This plays out in my fiction. Very rarely do my heroes represent the status quo.  True, there are creative reasons why this is a good idea. An underdog protagonist has more to gain. The world is against him, and who doesn’t feel like that from time to time? As wish fulfillment goes, having an underdog hero the readers identify with win the day is not a bad way to go.

Imagine Star Wars: A New Hope remade from the perspective that the Empire are the protagonists. A group of rebels steal sensitive information that could lead to the destruction of a major military instillation. Vader, a disfigured hero of the ruling theocracy, is tasked with getting quashing the rebellion and keeping the empire safe. He finds out that his old teacher, who turned his back on the rule of law, has returned to aid these rebels. As the protagonist, Vader would have to be triumphant at the end, shooting down the rogue pilot who he suspects might be his own long-lost son. The Empire prevails. Order is restored.

Not quite the same impact. And I doubt it would have captured the imagination of the world in the same way if it had been made from that angle.

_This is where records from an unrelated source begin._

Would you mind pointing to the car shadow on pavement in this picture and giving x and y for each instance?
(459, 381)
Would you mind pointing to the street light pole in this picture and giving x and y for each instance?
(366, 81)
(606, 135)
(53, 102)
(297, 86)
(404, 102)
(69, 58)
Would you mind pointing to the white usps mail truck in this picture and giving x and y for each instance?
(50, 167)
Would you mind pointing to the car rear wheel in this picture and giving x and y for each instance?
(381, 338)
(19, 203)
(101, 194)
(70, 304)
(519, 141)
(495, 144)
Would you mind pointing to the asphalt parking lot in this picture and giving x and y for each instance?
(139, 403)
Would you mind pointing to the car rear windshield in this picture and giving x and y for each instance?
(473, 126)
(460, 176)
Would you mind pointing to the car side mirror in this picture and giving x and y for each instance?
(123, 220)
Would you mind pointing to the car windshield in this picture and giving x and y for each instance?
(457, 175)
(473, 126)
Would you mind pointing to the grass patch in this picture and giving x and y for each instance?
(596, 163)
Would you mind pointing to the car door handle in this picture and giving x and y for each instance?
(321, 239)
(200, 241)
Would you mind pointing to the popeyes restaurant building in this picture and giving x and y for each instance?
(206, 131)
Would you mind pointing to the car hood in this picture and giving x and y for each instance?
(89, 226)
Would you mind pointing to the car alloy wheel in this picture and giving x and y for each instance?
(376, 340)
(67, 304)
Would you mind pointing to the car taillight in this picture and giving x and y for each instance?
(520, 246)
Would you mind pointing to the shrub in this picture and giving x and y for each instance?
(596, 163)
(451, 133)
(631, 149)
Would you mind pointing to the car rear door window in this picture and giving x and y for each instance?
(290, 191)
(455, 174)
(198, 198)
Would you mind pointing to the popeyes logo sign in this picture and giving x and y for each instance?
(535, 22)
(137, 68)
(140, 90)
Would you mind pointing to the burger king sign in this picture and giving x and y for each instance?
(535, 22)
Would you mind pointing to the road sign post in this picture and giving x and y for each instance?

So, here’s the weird thing about my interest in the underdog. I love underdog cities. Seattle wasn’t my only choice for where to live when I moved out of Colorado. I also flirted with the idea of somewhere in the Rust Belt. I considered moving to New Orleans after Hurricane Katrina because I loved the city so much after one short visit, and I wanted to help rebuild. I considered moving to Detroit as recently as a year ago, moved to tears by images of old movie theaters left to crumble and decay. Most recently, I’ve looked at New Jersey or Baltimore.

The heart of this, I realize, is that I refuse to deal in absolutes. There is no perfect place, no perfect city. You ask most people their impressions of Baltimore and you’re likely to hear that it’s a shit city. Corruption, crumbling infrastructure, crime rates through the roof, and other than the newly re-invigorated harbor area, just a miserable, miserable place.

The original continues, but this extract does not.